As the decade dawned, it was cheaper and easier than ever before to create and transmit a text, an image, or an audio or video recording. That transmission, in turn, had a bigger chance of reaching an audience. People didn’t waste that opportunity: Both the volume and the variety of widely available speech exploded. Whole new media ecosystems appeared. Budding musicians did an end run around the record labels, sketch comics did an end run around cable TV, and YouTube DIYers did an end run around licensed plumbers and repairmen. In the political world, the Overton window widened and a flood of oddball ideological tribes poured in—some of them rather unappealing, but that’s how it goes with unfettered expression.

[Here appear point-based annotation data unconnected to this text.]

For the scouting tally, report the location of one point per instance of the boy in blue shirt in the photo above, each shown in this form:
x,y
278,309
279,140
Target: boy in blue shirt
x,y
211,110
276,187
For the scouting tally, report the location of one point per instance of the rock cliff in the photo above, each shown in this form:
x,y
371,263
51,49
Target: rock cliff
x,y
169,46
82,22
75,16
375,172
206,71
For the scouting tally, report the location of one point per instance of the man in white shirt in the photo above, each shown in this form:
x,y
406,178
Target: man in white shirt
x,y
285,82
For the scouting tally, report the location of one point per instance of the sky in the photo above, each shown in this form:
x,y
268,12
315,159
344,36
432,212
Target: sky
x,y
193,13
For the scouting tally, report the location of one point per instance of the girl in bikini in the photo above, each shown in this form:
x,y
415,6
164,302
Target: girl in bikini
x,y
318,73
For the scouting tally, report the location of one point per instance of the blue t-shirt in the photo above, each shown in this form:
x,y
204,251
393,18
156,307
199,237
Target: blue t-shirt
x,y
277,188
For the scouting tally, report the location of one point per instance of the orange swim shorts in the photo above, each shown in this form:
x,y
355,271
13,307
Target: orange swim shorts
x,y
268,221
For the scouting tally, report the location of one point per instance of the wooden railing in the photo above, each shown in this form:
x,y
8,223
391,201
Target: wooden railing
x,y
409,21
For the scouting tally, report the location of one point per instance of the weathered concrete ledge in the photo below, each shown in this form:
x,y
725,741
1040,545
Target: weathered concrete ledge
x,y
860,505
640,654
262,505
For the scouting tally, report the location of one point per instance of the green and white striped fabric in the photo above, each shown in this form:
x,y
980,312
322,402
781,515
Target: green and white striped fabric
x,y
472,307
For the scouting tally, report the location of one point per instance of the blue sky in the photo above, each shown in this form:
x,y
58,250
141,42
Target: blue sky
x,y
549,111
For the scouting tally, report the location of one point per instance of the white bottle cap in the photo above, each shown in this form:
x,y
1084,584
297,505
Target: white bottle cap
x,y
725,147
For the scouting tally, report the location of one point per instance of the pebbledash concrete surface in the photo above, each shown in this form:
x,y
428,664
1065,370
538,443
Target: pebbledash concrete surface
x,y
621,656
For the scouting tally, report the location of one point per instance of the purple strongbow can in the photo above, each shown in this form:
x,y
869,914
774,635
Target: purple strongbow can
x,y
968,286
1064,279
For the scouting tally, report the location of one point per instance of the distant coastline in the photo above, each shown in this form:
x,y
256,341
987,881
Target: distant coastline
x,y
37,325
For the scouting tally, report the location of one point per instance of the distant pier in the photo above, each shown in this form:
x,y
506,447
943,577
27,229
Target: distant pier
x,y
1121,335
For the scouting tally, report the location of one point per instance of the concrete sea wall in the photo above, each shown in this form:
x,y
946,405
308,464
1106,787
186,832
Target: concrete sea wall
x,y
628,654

That in turn provoked a backlash, and for the last several years we’ve seen a series of efforts to clamp down on all that uncontrolled chatter. There have been heightened calls for censorship from the left, right, and center, sometimes directed at new sorts of speech (bots, code for printing weaponry) but usually aimed at targets that feel familiar (sex-work talk, terrorist propaganda, hate speech, marchers wearing masks), sometimes so familiar that they’re moldy (pornography, Russian subversion). Beyond that, there was a broader feeling of brittleness around all that unfamiliar or unpleasant expression; even critics who would never call for censorship sometimes went overboard when attributing ill effects to speech they disliked. Meanwhile, the biggest conduit for all those emerging ecosystems of expression—the internet—seemed to be growing not just more censored but more centralized, more surveilled, more controlled. That was true not just in purely online spaces but in the dissident movements that at times use cyberspace to organize and communicate. Around the world, it became clear that it wasn’t just protesters who were imitating and adapting each other’s tactics; the regimes that they were protesting watched and learned from each other too.

All of that raises the question: Did we just witness Peak Free Speech? Will the first half of this decade be remembered not just as a time when speech was less fettered than ever before but as a time when it was less fettered than it will ever be again?